A bass-line begins the song Hide
, before they pick up the pace and boom into a quick paced, and heavier track. It shows some 'chugga chugga' riffing at times, and the vocals are fairly standard for Mascis other than in 1:46 he reaches another really high note that doesnt work as well as it did on Start Choppin
. The song isn't as well thought out as some of the others on the album, and in my opinion, one of the few filler tracks on the Where You Been
. Its strong, and by no means alienating, but its just a standard alternative track that i could see Nirvana writing back in the day. Shot solo too. Shame.
Now, the second to last song is quite strong and has a beautiful riff that is performed by both the electric and acoustic guitar. Goin Home
is the second most emotional song, and slightly more approachable of the two (when paired with Not the Same
). It's fairly blues-y based, and during the chorus a mellotron provides a backing wall of sound that really cements the song's strength. Its not as complex and solo fanatic as some of the other songs, but its just as or more memorable.
Finally, the album concludes with the shortest song on the album. It starts off with the wail of J's guitar, before continuing on a upbeat line with the acoustic guitar. Johnson gives out one of his better performances on the bass fortunately. At the end, the chorus wails on like it did on the beginning, being driven by the melodic guitar notes from Mascis. Shortly there after, as he starts to repeat those high notes again, the song slowly fades away. It finishes just as quickly as it starts.
At first the album seemed linear, one-angled, and it dragged on a bit towards the end. Yet, upon further, deeper listens, the music began to speak to me in a different way. It doesn't grasp the listener at the first, or second, or maybe even fifth listen. But suddenly it becomes different notes, different vocals, different music
on that Nth listen. On that Nth listen it just fits, it works, and it hit me. Where You Been
is a deeper and more complex album than you would initially realize on first listen.
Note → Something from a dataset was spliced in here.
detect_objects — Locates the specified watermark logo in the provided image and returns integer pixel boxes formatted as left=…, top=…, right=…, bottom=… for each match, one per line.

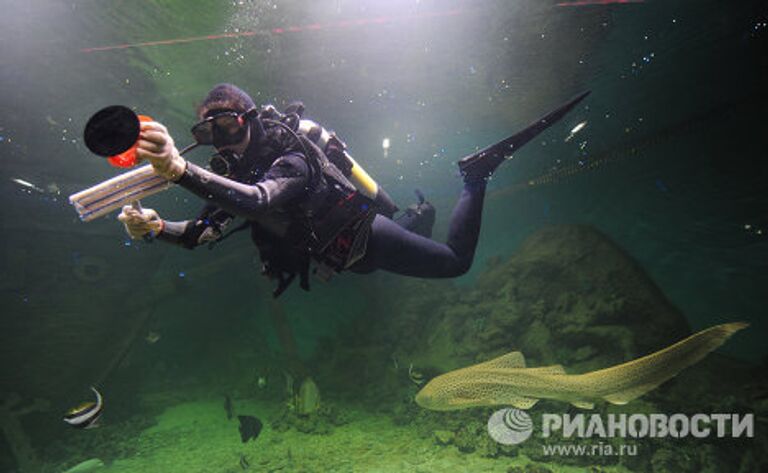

It might boil down to be alienating at first, Johnson's inaudible bass may begin peeve you, or simply J Mascis doesn't end up having your style of voice. Yet, the impurities of this album is what makes it so honest and fascinating. There is no heart wrenching pain, no hidden messages, no joyous celebration, no over-production. It's crude, unperfected, surface oriented alternative rock. Yet, whenever i spin this CD, it makes me just want to sit down and...smile.